Konopacky offers advice for students


The Mirror

What is your plan after high school? Are you a student who is uncertain what your life is going to be after high school?

Jill Konopacky, a statistics teacher at Stevens Point Areas Senior High School ( SPASH), says working hard will direct you to a successful path.

Born in Plover, Wisconsin Konopacky graduated from SPASH and later continued her educational route at the University of Wisconsin-Stevens Point  UWSP). After finishing college she decided upon a career as a math teacher and acquired her bachelor’s degree in math at the Marquette University in Milwaukee.

Like several students, Konopacky said she had no idea what she wanted to do after high school.  “Initially I was clueless. Then I decided to go to school for accounting but finally, I put my foot down and chose math.”

College is a big transition into adulthood and, unlike high school, a minimum effort is not going to pull you through.
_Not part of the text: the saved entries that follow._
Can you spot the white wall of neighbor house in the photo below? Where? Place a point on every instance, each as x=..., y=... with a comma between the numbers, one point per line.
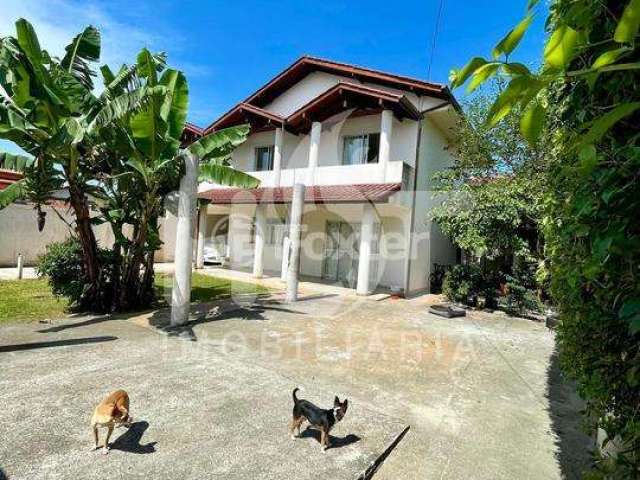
x=317, y=83
x=19, y=233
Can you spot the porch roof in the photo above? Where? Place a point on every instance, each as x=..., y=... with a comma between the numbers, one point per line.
x=368, y=192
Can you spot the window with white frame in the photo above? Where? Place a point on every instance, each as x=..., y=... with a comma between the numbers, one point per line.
x=276, y=231
x=360, y=149
x=264, y=158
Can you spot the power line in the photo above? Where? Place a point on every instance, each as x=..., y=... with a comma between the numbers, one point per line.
x=435, y=37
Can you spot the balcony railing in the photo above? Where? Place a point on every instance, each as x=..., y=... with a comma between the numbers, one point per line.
x=396, y=172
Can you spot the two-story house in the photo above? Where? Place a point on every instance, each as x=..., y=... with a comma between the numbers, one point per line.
x=366, y=145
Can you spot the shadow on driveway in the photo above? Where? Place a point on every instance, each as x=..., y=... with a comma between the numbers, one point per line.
x=206, y=313
x=55, y=343
x=574, y=446
x=334, y=442
x=130, y=440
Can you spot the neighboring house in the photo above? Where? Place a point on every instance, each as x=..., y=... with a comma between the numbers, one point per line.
x=366, y=145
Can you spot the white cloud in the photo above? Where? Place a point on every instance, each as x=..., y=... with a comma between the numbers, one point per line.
x=57, y=21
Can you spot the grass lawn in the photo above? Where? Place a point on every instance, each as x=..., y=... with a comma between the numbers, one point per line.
x=205, y=288
x=32, y=300
x=28, y=300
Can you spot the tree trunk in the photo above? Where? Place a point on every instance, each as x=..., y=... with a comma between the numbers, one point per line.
x=91, y=299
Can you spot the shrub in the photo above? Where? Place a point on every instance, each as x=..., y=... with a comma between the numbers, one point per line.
x=62, y=264
x=521, y=287
x=463, y=283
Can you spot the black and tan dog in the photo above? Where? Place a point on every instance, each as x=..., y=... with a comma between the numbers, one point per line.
x=321, y=418
x=112, y=411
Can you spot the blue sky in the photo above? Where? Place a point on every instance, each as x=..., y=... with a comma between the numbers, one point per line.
x=228, y=49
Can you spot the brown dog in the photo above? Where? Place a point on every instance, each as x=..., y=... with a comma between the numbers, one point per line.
x=111, y=412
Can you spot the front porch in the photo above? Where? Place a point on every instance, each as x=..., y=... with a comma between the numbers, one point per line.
x=351, y=247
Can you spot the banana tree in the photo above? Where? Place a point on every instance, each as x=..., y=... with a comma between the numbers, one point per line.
x=120, y=149
x=150, y=165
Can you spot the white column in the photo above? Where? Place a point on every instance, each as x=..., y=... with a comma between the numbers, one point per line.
x=183, y=257
x=258, y=252
x=202, y=227
x=364, y=262
x=314, y=148
x=286, y=248
x=386, y=127
x=277, y=157
x=297, y=204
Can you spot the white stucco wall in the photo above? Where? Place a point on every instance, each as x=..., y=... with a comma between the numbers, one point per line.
x=296, y=148
x=429, y=245
x=19, y=233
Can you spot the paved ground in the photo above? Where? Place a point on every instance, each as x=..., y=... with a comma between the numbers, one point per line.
x=482, y=395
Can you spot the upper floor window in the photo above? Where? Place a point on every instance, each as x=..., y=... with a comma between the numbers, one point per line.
x=264, y=158
x=360, y=149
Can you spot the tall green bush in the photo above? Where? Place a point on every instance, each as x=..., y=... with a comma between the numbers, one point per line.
x=588, y=92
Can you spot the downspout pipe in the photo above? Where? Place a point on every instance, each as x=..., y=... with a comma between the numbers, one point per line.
x=412, y=221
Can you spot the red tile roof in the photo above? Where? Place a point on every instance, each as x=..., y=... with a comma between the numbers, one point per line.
x=369, y=192
x=307, y=64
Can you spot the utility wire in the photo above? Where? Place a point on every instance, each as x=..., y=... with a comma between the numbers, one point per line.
x=434, y=40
Konopacky knows the experience so her advice for high school students is to not be afraid to ask questions.   

As a  statistics teacher at SPASH Konopacky understands the course is a challenge for many students, and due to the difficulty, students may resist enrolling in the class.  

Konopacky believes all students should take an introduction to statistics class, acknowledging how strenuous the course gets at the college level. She said, “High school statistics provides you the basic background of what complex and in-depth statistics look like, and enrolling now can alleviate some of that stress you’ll face in college.”

Though teachers are not recognized often for their work, time, and the success of their students, Konopacky remains optimistic knowing she is providing vital tools for her students to prosper in life.

Learning varies for each individual and getting the information from teacher to student can be a struggle. Konopacky teaching offers the opportunity to reduce stress for students and create a fun learning environment. She said, “ the best aspect of teaching is when your students have the aha moments, where a problem makes sense and the stress is alleviated.”